The importance of proper reporting (New Brunswick)
The New Brunswick Heart Centre (NBHC,) is the provincial referral centre for tertiary cardiac care in the province. NBHC relies on referring sites, which have been notoriously slow in updating the Centre on test results in the past. In some circumstances the Centre cannot make a decision pertaining to the patient’s eligibility for transfer until those results are available (especially INR, Hemoglobin and Creatinine results). Recently, the Centre has been able to perform those pre-test checks themselves, by accessing and obtaining results in the Provincial Electronic Health Record. Such direct access to this information has improved patient flow.
Before the Provincial Electronic Health Record, it was not uncommon for NBHC to contend with incomplete information when admitting a patient. For example, when coordinating transfers of a patient they were often told that bloodwork had been ordered for that patient only to find out that no such work-order had been processed, once the patient arrived at NBHC. The impact of this incomplete or often completely incorrect patient information was that once the patient arrived he or she would not be eligible for the procedure ordered because the necessary preliminary steps had not been taken.
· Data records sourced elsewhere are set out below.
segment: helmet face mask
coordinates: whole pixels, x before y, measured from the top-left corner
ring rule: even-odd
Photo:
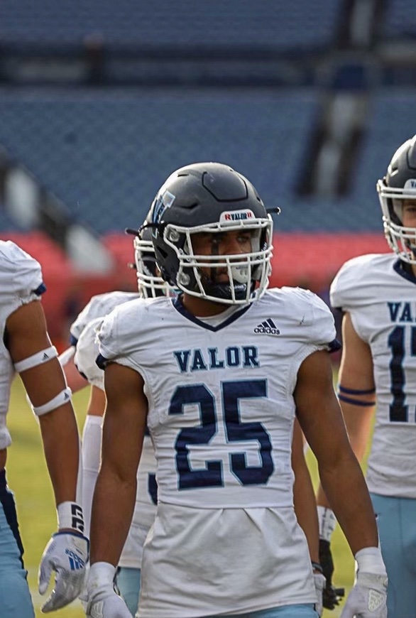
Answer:
[[[156,196],[150,218],[156,259],[171,286],[227,305],[246,305],[266,291],[271,217],[253,185],[231,168],[196,163],[178,170]],[[195,251],[196,234],[240,234],[250,238],[246,252]]]
[[[145,298],[170,296],[173,291],[158,271],[148,229],[138,232],[133,242],[138,291]]]
[[[403,261],[416,265],[416,227],[403,225],[405,200],[416,204],[416,136],[395,153],[377,192],[389,246]]]

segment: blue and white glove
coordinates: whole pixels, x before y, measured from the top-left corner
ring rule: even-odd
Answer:
[[[55,585],[42,612],[53,612],[78,597],[84,583],[88,560],[88,539],[80,532],[57,532],[46,546],[39,567],[39,592],[46,592],[52,572]]]
[[[387,575],[379,548],[368,547],[356,554],[356,582],[341,618],[387,618]]]
[[[315,612],[320,617],[324,611],[324,589],[327,583],[325,575],[322,573],[314,573],[314,583],[317,593]]]
[[[116,567],[108,562],[91,565],[87,589],[87,618],[131,618],[127,605],[114,590]]]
This would add a delay to the queue of procedures, incurring cost, time waste, inefficiency, and general ineptitude.
The information available via the Provincial Electronic Health Record enables the NBHC to mitigate such occurrences as they are able to check the status and capability of the Centre in conducting a test before coordinating the transfer. When flags are noted, they appropriately delay the transfer and when indicated, recommend additional investigations, treatments in the referring site.